# Best 9mm non-hollow point defense ammo (NJ)



## Bisley44 (Sep 4, 2017)

Looking for recommendations on the best self-defense ammo that is legal in New Jersey. While JHP is legal in the home it's just not worth the legal risk here. I did see a post about 9mm Federal Guard Dog EFMJ but it comes up as unavailable or out of stock. I've checked quite a few sites and the result is always the same... unavailable.


----------



## Blackhawkman (Apr 9, 2014)

Move? west of the Mississippi river?


----------



## berettatoter (Sep 1, 2011)

Bisley44 said:


> Looking for recommendations on the best self-defense ammo that is legal in New Jersey. While JHP is legal in the home it's just not worth the legal risk here. I did see a post about 9mm Federal Guard Dog EFMJ but it comes up as unavailable or out of stock. I've checked quite a few sites and the result is always the same... unavailable.

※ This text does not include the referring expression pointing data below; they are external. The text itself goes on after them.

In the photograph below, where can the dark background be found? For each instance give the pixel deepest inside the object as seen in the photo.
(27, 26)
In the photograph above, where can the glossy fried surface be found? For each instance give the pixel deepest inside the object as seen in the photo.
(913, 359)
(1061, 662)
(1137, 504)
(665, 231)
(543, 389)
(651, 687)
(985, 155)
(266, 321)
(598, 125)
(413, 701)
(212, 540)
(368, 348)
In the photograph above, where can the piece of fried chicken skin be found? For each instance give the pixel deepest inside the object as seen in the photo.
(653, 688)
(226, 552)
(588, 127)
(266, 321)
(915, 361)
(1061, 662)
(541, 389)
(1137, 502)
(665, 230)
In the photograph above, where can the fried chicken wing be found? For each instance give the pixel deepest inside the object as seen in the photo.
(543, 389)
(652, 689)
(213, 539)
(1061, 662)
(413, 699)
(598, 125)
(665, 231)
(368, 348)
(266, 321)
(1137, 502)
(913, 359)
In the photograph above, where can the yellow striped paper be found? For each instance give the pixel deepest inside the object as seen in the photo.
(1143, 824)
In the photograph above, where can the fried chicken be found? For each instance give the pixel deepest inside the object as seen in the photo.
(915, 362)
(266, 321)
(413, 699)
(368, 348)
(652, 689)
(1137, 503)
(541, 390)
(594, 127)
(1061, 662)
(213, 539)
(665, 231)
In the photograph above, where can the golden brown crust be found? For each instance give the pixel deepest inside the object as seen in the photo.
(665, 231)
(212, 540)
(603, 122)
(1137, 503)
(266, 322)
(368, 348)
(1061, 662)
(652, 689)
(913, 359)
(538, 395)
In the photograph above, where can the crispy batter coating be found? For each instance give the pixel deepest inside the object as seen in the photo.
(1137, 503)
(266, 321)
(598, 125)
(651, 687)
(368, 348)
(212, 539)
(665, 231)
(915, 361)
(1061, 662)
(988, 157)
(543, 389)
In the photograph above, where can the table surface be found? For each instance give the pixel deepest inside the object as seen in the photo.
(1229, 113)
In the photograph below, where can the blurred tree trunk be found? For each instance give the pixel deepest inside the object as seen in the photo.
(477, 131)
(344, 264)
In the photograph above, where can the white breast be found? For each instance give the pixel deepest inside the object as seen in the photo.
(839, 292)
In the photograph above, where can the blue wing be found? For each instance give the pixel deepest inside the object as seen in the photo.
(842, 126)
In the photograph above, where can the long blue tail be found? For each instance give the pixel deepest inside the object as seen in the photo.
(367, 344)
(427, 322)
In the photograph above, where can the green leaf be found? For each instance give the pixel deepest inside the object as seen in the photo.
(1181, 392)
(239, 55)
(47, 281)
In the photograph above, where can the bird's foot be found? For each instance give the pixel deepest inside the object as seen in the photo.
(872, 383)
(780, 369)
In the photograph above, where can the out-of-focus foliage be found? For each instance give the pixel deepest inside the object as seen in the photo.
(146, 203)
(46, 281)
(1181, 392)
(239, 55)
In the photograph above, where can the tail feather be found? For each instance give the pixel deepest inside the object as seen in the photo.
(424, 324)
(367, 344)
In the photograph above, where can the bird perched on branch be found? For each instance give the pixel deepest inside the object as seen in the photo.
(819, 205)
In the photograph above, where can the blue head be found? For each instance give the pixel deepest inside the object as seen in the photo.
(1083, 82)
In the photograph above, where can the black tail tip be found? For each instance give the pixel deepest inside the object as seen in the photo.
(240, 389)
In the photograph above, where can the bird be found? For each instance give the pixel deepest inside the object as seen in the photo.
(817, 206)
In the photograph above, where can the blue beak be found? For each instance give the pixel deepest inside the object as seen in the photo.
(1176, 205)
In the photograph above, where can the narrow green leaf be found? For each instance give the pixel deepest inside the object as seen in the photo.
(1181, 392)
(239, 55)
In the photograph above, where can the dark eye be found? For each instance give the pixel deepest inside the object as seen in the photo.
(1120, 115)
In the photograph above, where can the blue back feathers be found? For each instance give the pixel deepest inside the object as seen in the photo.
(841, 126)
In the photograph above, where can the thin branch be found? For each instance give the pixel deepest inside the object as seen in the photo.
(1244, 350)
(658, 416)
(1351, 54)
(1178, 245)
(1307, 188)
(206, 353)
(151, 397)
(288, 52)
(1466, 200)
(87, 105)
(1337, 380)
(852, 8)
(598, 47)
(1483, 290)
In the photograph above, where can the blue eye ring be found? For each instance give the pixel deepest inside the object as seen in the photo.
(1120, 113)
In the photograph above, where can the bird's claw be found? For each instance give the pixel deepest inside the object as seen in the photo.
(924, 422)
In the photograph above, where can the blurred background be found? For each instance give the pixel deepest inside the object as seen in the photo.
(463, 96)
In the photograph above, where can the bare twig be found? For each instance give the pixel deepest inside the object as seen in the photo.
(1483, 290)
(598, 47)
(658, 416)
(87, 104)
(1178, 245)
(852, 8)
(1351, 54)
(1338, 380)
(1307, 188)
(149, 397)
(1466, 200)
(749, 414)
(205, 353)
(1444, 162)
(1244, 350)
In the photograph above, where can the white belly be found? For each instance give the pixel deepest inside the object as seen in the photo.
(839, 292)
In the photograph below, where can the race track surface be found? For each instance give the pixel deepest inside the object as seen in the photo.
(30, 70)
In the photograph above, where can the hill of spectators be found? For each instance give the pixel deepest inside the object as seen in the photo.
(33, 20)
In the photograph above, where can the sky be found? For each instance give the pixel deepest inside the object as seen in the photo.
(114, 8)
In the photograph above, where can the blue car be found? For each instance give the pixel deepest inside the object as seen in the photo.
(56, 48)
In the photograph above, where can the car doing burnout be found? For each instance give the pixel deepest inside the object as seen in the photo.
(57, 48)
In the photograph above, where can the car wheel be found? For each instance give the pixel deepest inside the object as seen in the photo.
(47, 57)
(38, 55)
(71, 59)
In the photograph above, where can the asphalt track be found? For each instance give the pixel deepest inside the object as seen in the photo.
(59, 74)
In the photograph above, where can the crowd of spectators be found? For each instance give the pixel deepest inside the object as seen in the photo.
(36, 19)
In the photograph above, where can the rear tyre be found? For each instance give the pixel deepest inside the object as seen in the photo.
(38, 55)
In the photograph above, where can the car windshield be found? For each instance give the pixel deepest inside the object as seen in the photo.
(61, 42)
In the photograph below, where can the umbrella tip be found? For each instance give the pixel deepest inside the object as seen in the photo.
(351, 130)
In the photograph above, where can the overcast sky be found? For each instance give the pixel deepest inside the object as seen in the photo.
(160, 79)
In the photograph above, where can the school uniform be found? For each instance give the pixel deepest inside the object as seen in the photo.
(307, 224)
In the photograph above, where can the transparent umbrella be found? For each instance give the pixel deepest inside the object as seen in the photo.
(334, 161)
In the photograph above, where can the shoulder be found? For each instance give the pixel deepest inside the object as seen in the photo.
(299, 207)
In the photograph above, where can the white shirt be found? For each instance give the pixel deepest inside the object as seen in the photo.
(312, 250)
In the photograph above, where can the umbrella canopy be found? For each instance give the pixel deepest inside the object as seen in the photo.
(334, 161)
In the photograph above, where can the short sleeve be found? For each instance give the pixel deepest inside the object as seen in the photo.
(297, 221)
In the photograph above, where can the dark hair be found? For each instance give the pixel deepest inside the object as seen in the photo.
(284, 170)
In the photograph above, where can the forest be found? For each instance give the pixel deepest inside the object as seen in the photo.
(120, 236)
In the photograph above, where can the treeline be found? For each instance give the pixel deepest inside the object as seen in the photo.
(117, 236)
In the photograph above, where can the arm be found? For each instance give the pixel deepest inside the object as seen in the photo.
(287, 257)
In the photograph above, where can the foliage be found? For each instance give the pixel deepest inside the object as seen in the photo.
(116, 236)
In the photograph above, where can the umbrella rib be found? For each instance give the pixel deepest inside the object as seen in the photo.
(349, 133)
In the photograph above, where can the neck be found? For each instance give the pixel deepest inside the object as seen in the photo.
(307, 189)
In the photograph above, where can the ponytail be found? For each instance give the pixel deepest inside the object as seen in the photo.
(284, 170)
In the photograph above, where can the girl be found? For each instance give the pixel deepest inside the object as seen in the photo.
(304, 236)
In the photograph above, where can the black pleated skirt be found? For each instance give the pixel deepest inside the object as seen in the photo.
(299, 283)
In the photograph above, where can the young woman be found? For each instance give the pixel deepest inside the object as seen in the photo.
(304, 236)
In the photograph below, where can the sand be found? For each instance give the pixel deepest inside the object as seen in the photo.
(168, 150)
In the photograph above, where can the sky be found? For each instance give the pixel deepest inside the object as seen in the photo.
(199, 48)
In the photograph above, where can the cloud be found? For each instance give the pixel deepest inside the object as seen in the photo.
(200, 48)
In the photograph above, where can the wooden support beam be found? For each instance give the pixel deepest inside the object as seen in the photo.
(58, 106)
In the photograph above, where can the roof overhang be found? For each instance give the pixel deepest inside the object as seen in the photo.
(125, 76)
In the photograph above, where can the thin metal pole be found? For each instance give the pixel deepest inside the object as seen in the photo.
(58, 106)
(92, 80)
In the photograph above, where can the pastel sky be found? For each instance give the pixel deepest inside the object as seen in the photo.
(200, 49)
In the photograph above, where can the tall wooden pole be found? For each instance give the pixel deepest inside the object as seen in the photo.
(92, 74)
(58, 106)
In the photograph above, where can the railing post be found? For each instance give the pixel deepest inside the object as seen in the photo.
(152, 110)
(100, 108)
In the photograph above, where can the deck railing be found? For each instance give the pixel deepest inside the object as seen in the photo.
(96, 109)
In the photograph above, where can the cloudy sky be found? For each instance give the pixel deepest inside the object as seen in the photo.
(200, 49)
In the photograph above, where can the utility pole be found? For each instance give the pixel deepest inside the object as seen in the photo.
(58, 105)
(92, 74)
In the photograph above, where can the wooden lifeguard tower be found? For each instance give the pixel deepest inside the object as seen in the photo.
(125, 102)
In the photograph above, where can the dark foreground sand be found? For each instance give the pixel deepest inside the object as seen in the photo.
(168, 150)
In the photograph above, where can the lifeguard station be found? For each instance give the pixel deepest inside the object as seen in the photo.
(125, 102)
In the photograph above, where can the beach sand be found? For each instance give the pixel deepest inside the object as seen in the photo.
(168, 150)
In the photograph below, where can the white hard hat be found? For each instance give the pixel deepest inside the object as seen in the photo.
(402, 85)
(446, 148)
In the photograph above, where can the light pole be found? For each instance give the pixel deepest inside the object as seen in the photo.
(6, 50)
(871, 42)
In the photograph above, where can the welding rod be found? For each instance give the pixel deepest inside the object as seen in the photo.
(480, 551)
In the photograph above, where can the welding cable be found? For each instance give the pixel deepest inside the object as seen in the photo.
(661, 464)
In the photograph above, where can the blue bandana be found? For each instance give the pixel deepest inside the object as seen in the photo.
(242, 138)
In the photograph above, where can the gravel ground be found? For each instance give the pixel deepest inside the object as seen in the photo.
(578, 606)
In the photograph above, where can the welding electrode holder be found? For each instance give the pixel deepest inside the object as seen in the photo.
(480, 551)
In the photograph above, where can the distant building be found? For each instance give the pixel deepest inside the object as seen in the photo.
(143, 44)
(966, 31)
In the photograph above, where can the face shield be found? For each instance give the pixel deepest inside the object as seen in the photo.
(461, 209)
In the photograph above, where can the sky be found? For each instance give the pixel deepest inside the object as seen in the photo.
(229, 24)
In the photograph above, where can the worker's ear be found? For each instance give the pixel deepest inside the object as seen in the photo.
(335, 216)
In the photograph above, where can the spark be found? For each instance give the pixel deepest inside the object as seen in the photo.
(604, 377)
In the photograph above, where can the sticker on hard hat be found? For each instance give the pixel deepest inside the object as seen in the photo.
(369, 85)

Have you looked around any gun stores? The sell Guard Dog ammo around my parts.


----------



## sudo (Aug 29, 2017)

Buffalobore has a hardcast lead flat point load you might want to look at.

Also, maybe Hornady Critical Defense might not count as hollow point given the red insert thingy.


----------



## win231 (Aug 5, 2015)

I would keep one important issue in mind: Reliability. Most hollow-point ammo has a rounded nose similar to FMJ. That's what ensures reliable feeding. A flat-nosed bullet may cause malfunctions & you don't want to be clearing malfunctions in an emergency. Reliability is more important than stopping power, so if I couldn't use JHP, I'd use FMJ.


----------